Now there's no standard, we're not even shooting for anything, there's nothing written
down, there's no strategic objectives that once you have changed these three things then
you'll know you'll win.
I don't really believe that anyone thinks that - well and they admit themselves - it
can't be won, it's managing and trying to capitalize on any opportunities to bring
the Taliban into the peace process.
So if the U.S. can't win, what can President Trump realistically hope to achieve?
He won the election because he's a disruptive figure and he's a non-politician and that's
what people were sick of the status quo and they were looking for that.
He needs to hire somebody like him.
Somebody who's not status quo,
somebody who's willing to look at this with fresh eyes, and he'll then listen to.
The best case scenario would be, and what I think needs to happen is,
we're going to have to shut the mission down.
It will be chaotic, it will be problematic, they'll be winners and they'll be losers.
But the people on the ground, who have to live with the outcome,
have to be the ones that find a solution.
The Taliban's strength comes from the fact that they don't need to win.
Firstly, they just need to continue,
secondly they win through perception, so even if they're not actually
winning, and everyone knows that they can't win this war militarily,
the fact that the Afghan government is losing, is what matters.

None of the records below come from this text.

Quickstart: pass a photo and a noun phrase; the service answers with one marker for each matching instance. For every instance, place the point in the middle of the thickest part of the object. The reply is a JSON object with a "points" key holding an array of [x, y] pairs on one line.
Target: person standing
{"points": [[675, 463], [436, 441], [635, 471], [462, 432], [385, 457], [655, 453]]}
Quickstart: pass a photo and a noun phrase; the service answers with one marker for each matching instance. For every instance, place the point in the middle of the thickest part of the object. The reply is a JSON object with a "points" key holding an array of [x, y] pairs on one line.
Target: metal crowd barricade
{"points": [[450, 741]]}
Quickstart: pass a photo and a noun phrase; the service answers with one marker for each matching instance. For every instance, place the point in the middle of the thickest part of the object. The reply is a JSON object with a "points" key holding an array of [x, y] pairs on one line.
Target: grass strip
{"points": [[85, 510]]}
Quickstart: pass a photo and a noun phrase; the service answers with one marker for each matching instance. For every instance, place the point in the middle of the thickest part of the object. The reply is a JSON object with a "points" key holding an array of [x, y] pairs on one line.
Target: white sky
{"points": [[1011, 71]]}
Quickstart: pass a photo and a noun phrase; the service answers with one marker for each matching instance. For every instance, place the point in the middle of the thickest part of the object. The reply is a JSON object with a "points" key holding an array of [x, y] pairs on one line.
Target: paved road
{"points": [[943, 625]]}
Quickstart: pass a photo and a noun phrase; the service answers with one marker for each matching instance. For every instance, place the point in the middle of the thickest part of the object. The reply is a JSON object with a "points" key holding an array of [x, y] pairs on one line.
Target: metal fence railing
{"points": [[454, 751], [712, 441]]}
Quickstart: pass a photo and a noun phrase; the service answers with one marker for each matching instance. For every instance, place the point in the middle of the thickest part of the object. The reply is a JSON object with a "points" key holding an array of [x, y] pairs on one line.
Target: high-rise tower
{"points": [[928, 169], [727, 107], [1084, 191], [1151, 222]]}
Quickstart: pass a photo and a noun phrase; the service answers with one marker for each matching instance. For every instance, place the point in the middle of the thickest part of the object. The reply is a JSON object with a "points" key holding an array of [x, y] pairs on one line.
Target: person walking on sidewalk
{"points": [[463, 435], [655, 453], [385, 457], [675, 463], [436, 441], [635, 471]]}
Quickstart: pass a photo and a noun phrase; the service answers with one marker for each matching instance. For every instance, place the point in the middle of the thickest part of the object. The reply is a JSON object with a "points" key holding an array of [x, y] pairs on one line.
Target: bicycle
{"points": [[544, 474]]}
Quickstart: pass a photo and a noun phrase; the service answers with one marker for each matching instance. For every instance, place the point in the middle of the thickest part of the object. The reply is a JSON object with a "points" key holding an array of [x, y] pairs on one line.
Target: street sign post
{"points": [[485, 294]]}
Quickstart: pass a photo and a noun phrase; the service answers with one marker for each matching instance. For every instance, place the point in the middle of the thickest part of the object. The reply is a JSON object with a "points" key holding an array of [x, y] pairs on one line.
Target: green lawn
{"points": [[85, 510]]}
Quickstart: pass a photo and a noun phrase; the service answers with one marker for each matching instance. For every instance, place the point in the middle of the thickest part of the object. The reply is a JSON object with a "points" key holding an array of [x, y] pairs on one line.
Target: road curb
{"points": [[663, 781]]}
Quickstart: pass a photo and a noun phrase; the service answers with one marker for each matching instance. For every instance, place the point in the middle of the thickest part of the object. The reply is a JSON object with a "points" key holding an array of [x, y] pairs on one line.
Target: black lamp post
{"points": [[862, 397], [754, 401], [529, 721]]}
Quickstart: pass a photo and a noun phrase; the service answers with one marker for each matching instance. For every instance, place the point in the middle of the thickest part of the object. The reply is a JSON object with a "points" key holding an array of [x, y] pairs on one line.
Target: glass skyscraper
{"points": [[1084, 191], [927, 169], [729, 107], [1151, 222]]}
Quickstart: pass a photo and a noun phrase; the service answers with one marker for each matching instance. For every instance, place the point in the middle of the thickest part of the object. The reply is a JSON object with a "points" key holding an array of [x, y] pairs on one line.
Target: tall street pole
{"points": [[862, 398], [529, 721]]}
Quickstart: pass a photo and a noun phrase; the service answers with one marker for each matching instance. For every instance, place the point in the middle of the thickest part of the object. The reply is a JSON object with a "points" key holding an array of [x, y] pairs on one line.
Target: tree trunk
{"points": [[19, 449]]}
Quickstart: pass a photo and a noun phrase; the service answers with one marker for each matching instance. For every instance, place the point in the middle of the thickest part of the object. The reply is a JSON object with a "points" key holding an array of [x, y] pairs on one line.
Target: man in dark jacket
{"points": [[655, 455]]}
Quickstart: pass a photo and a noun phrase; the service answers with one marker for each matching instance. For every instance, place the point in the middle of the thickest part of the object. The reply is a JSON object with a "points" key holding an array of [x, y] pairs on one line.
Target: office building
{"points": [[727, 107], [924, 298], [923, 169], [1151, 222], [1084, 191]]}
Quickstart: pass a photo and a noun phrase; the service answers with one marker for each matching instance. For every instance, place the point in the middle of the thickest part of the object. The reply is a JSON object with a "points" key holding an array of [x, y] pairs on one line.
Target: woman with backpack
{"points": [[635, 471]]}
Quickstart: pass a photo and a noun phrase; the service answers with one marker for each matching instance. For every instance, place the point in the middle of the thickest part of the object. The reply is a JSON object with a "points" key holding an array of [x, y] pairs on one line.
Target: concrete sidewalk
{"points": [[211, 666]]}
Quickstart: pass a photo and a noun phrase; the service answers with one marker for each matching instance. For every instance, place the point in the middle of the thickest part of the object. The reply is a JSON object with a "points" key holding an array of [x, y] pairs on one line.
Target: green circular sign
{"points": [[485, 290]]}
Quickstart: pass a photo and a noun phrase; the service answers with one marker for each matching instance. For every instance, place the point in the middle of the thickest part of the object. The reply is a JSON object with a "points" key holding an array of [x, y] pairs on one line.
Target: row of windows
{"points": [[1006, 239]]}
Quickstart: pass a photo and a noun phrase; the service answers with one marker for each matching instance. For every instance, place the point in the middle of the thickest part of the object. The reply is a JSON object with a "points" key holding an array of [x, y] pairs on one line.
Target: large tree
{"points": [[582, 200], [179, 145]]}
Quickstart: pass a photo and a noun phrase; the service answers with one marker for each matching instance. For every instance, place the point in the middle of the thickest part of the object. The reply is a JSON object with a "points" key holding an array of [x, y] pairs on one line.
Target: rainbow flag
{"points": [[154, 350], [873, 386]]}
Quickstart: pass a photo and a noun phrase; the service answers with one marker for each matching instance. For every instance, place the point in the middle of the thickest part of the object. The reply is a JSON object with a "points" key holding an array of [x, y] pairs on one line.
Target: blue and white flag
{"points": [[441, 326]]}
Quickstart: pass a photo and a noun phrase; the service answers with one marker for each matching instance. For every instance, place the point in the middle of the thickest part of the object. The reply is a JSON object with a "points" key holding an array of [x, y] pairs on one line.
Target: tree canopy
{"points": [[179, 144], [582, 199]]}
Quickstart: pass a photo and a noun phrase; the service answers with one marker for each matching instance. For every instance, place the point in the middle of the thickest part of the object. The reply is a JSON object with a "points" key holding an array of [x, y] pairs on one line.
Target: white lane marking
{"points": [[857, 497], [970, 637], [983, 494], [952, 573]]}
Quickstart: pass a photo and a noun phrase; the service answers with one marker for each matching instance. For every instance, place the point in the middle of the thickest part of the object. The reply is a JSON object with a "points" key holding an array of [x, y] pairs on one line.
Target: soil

Now perhaps at some point, a negotiated peace might be available,
I don't think anybody thinks that's in the near-term,
but until then, if [Trump] adheres to the policy set out in that speech,
it's an open-ended commitment to sustain support for the Afghan government
to provide advice and assistance for as long as is necessary
to prevent the Taliban from overturning the government and taking control of the country.
What Afghanistan needs more than anything is a legitimate state.
This is increasingly an Afghan civil war, it's an internal Afghan conflict,
it's based on this lack of legitimacy, that
we've never been able to really get our heads around,
how to actually build that legitimate state.
We have to recognize that military power can not solve political problems.